Josep Bonsoms; Marc Oliva; Esteban Alonso-González; Jesús Revuelto; Juan I López-Moreno

doi:10.1016/j.scitotenv.2023.169616

Impact of climate change on snowpack dynamics in coastal Central-Western Greenland

Sci Total Environ. 2024 Feb 25:913:169616. doi: 10.1016/j.scitotenv.2023.169616. Epub 2023 Dec 28.

Authors

Josep Bonsoms¹, Marc Oliva², Esteban Alonso-González³, Jesús Revuelto⁴, Juan I López-Moreno⁴

Affiliations

¹ Department of Geography, Universitat de Barcelona, Barcelona, Spain.

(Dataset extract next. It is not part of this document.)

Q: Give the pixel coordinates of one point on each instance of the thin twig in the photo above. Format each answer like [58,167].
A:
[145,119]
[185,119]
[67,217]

Electronic address: josepbonsoms5@ub.edu.
² Department of Geography, Universitat de Barcelona, Barcelona, Spain.
³ Centre d'Etudes Spatiales de la Biosphère (CESBIO), Université de Toulouse, CNES/CNRS/IRD/UPS, Toulouse, France.
⁴ Instituto Pirenaico de Ecología (IPE-CSIC), Campus de Aula Dei, Zaragoza, Spain.

PMID: 38159743
DOI: 10.1016/j.scitotenv.2023.169616

Abstract

Snow patterns in ice-free areas of Greenland play important roles in ecosystems. Within a changing climate, a comprehensive understanding of the snow responses to climate change is of interest to anticipate forthcoming dynamics in these areas. In this study, we analyze the future snowpack evolution of a polar maritime Arctic location, Qeqertarsuaq (Disko Island, Central-Western Greenland). A physically-based snow model (FSM2) is validated and forced with CMIP6 projections for SSP2-4.5 and SSP5-8.5 greenhouse gasses emission scenarios, using two models: CanESM5 and MIROC6. The future snowpack evolution is assessed through four key seasonal (October to May) snow climate indicators: snow depth, snow days, snowfall fraction and ablation rate. Comparison against the observed air temperature for the reference climate period demonstrates superior accuracies for MIROC6 SSP2.4-5, with anomalies at 19 %, compared to CanESM5 SSP5.8-5 (25 %) and CanESM5 SSP2.4-5 (78 %). In terms of precipitation, CanESM5 SSP2.4-5 and SSP2.4-5 exhibit smaller anomalies against the observed data (5 %) in contrast to MIROC6 SSP2.4-5 (15 %) and MIROC6 SSP2.8-5 (17 %). Results demonstrate distinct snowpack responses to climate change depending on the model and emission scenario. For CanESM5, seasonal snow depth anomalies with respect to the reference period range from - 38 % (SSP2-4.5, 2040-2050 period) to - 74 % (SSP5-8.5, 2090-2100 period). MIROC6 projects lower snowpack reductions, with a decrease ranging from - 38 % (SSP2-4.5, 2040-2050 period) to - 57 % (SSP5-8.5, 2090-2100 period). Similar reductions are anticipated for snowfall and snow days. Changes in the snowpack evolution are primarily driven by positive trends in downwelling longwave radiation and air temperature. The projected increase in precipitation by the mid to late 21st century will lead to more frequent rain-on-snow events, intensifying snowpack melting. These findings help enhance the comprehension of future snow dynamics in the ice-free zones of Greenland, as well as the associated hydrological and ecological changes.